Sonos’ revenue tumbled 8% YoY in fiscal 2024, ending September 28, to USD $1.52 billion, which the company attributed to “softer demand due to challenging market conditions and challenges resulting from our recent app rollout.” Revenue in fiscal Q4 dropped 16% to $255.4 million from $305.1 million a year earlier.

For fiscal Q1, Sonos’ revenue is projected to decline 15% YoY to $520 million from $613 million, according to estimates compiled by FactSet. Non-GAAP net income for the quarter ended December 28 is anticipated to have plummeted 65% to $37 million from $106 million in the previous fiscal year, FactSet data showed.

In his letter to staff, Conrad explained the company’s decision, saying the restructuring aims to streamline operations by creating smaller, more focused teams.

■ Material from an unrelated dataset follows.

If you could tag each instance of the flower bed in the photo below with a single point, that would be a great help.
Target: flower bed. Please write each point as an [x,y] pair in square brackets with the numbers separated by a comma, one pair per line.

“We’ve become mired in too many layers that have made collaboration and decision-making harder than it needs to be. So across the company today we are reorganizing into flatter, smaller, and more focused teams,” Conrad said.

The company’s Product organization will transform significantly, shifting from dedicated business units for individual product categories to functional groups covering Hardware, Software, Design, Quality, and Operations.

“With this simpler organization in place, cross-functional project teams will come together to improve our core experience and deliver new products. Being smaller and more focused will require us to do a much better job of prioritizing our work — lately we’ve let too many projects run under a cloud of half-commitment. We’re going to fix this too.”

Speculations about a sale of the company have grown in recent months, with Bloomberg recently suggesting that Spotify and Amazon are the most probable suitors, each offering distinct advantages for a potential acquisition.

Other potential buyers include Samsung Electronics, which has struggled to gain traction in the home speaker market despite owning the Harman brand, Bloomberg’s Mark Gurman said, adding that while larger tech companies like Apple, Google, and Meta could be potential buyers, they are unlikely candidates due to existing strategies and past relationships with Sonos.